Bug #7156
closedInvalid byte sequence in US-ASCII when using URI from std lib
Description
Invalid byte sequence in US-ASCII on ruby 1.9.3
I receive that error when trying to open url with bulgarian text (utf-8: "История"). It seems that the problem is in uri/common.rb from ruby standard library...
adding str.force_encoding(Encoding::BINARY) to following method fix the problem
class URI::Parser
def escape(str, unsafe = @regexp[:UNSAFE])
unless unsafe.kind_of?(Regexp)
# perhaps unsafe is String object
unsafe = Regexp.new("[#{Regexp.quote(unsafe)}]", false)
end
str.force_encoding(Encoding::BINARY) # FIX
str.gsub(unsafe) do
us = $&
tmp = ''
us.each_byte do |uc|
tmp << sprintf('%%%02X', uc)
end
tmp
end.force_encoding(Encoding::US_ASCII)
end
end
One more suggestion - maybe US_ASCII must be replaced to Encoding::BINARY too?
Files
Updated by meta (mathew murphy) about 12 years ago
What part of the URL contains the UTF-8 characters?
If it's the domain, you need to decode the UTF-8 into punycode before passing it to Ruby.
It it's in the path, Ruby ought to handle it for IRI compliance, but probably doesn't right now...

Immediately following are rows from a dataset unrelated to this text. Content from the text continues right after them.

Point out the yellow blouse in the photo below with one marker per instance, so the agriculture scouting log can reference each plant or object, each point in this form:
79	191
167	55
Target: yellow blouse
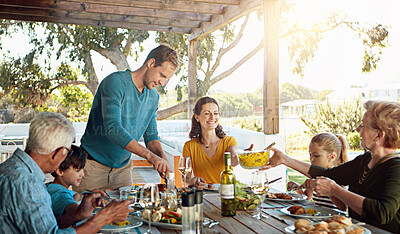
209	168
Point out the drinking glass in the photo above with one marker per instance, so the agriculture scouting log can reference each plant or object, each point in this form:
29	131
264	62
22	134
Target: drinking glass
185	167
149	199
259	186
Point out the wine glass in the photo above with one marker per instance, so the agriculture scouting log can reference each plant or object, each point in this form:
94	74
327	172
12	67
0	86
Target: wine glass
259	186
149	199
185	167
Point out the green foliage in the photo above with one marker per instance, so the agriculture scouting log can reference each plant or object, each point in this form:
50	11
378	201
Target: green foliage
374	40
25	81
354	140
341	119
74	102
207	47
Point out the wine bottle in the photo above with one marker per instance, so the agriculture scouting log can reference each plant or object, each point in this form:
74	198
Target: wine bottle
227	188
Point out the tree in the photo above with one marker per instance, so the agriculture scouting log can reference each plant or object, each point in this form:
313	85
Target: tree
77	44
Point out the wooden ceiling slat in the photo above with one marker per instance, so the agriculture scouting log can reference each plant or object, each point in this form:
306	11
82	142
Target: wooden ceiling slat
102	17
199	7
98	23
193	17
118	10
232	13
225	2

Updated by mame (Yusuke Endoh) about 12 years ago
- File bulgarian.rb bulgarian.rb added
- Status changed from Open to Feedback
- Target version set to 2.0.0
I'm not sure what you want. I cannot reproduce this issue by the following code.
$ cat bulgarian.rb
# coding: UTF-8
require "uri"
p URI.escape("История")
$ ruby bulgarian.rb
"%D0%98%D1%81%D1%82%D0%BE%D1%80%D0%B8%D1%8F"
Could you please tell us a example code, expected result and actual one?
--
Yusuke Endoh mame@tsg.ne.jp
Updated by ko1 (Koichi Sasada) almost 12 years ago
- Target version changed from 2.0.0 to 2.6
No feedback.
Updated by ko1 (Koichi Sasada) almost 12 years ago
- Assignee set to naruse (Yui NARUSE)
Updated by naruse (Yui NARUSE) about 6 years ago
- Status changed from Feedback to Rejected
The argument of URI need to be escaped.
Maybe Ruby support non escaped URI when browser's URL handling becomes concrete.